- The Raiden Network is a scalability solution for Ethereum by providing off-chain transactions.
- It offers off-chain payment channels between two parties to conduct instant and low fees transactions.
Soon after the launch of Ethereum, users started experiencing its limitations, which were reflected in the form of network congestion, high gas fees, and long processing times. Although the network boasts of its security and decentralized application, it shies away in a corner when talking about scalability. The main reason could be the unexpected users who access the Ethereum network for transactions for its more than a thousand dApps and DeFi applications.

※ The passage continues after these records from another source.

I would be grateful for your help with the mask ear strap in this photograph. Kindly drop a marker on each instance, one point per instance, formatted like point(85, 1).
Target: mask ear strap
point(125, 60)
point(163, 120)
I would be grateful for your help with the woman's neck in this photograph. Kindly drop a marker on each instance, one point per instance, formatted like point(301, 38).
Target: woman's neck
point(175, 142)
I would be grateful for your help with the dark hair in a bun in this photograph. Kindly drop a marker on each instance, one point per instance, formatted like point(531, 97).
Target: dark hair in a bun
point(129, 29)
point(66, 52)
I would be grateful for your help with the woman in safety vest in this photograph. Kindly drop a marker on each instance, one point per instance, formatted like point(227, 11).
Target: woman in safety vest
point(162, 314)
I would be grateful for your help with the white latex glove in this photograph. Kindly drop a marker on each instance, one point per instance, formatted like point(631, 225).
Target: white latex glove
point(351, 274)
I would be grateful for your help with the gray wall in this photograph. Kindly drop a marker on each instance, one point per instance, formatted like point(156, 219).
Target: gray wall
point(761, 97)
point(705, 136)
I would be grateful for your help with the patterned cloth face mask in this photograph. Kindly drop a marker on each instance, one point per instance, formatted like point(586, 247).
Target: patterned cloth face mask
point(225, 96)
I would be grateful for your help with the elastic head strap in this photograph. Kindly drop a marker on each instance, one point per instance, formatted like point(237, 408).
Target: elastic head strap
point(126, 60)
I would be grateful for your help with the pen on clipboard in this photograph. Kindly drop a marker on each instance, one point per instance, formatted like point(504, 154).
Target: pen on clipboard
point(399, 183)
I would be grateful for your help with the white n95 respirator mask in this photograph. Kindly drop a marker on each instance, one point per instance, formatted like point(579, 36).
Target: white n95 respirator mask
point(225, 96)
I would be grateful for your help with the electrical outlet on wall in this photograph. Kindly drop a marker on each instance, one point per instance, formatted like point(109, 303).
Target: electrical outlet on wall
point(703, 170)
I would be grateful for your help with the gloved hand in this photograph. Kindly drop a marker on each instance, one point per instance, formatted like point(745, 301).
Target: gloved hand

Seeing the potential of the network and the lack of security in other alternative networks, several developers started working on developing scalability solutions for Ethereum. The most common were layer 2, which was facilitated by lifting transactions off the main chain and processing them off the chain to reduce network congestion. One such solution is the Raiden network and let’s look at what makes it different from others.
The Raiden Network
The layer 2 scalability solution can be considered similar to the lightning network for Bitcoin, with Raiden developing to be compatible with all the ERC-20 tokens. Raiden networks work by creating payment channels between parties that are bidirectional and off-chain in nature.
First, the parties need to deposit some tokens on the main Ethereum chain. This on-chain deposit becomes the collateral to facilitate transactions via the payment channel, which can support unlimited of them, provided the balance remains under the collateralized amount.
As these channels are created between just two parties and creating each still involves the main chain, it is not possible to open multiple channels between multiple users. Thus, the Raiden network allows any two parties, not connected directly, to still transfer funds if somehow they are connected indirectly in the Raiden network.
The payment channel has a definite lifecycle and to prevent the issue of double spending, the users must first lock their tokens in a smart contract. Now, after the channel is created, the participants can engage themselves in multiple transactions being done back and forth, which may at times also involve the rebalancing of the channel.
A balance proof, digitally signed by parties, contains all the sums of transfers within the channel and a copy is provided to both participants. If any party decides to close the channel and withdraw their money, which can be done anytime, they can provide a copy of the balance proof to the smart contract. The other party can provide theirs too, and upon receiving them, the smart contract will distribute the tokens accordingly.
The Ethereum network charges a gas fee for any transaction, which depends on the current status of the network. It is irrespective of the amount to be transferred, which makes only large to medium transactions optimal. Raiden, however, charges no gas fees for facilitating transactions, which makes it best suited for micropayments.
The time to process on-chain transactions mainly depends on block time and the picking up of your transaction from the pending pool by the miners. In the Raiden network, however, the transaction can be confirmed in an instant, similar to sending messages. Moreover, despite the increasing user base, most networks have a fixed capacity, which causes a serious issue of scalability. The capacity of the Raiden network is designed to increase linearly with the number of users, producing a truly scalable and decentralized network.
As any user will be maintaining several payment channels at any time, it is not possible to deposit large amounts in smart contracts. Thus, although efficient, the network is best for transferring low amounts and large amounts should still be done on-chain. Ethereum has seen multiple use cases in recent years owing to its unique features and it is bound to grow in the future. Such a scalability solution can facilitate it by reducing network congestion and improving its scalability.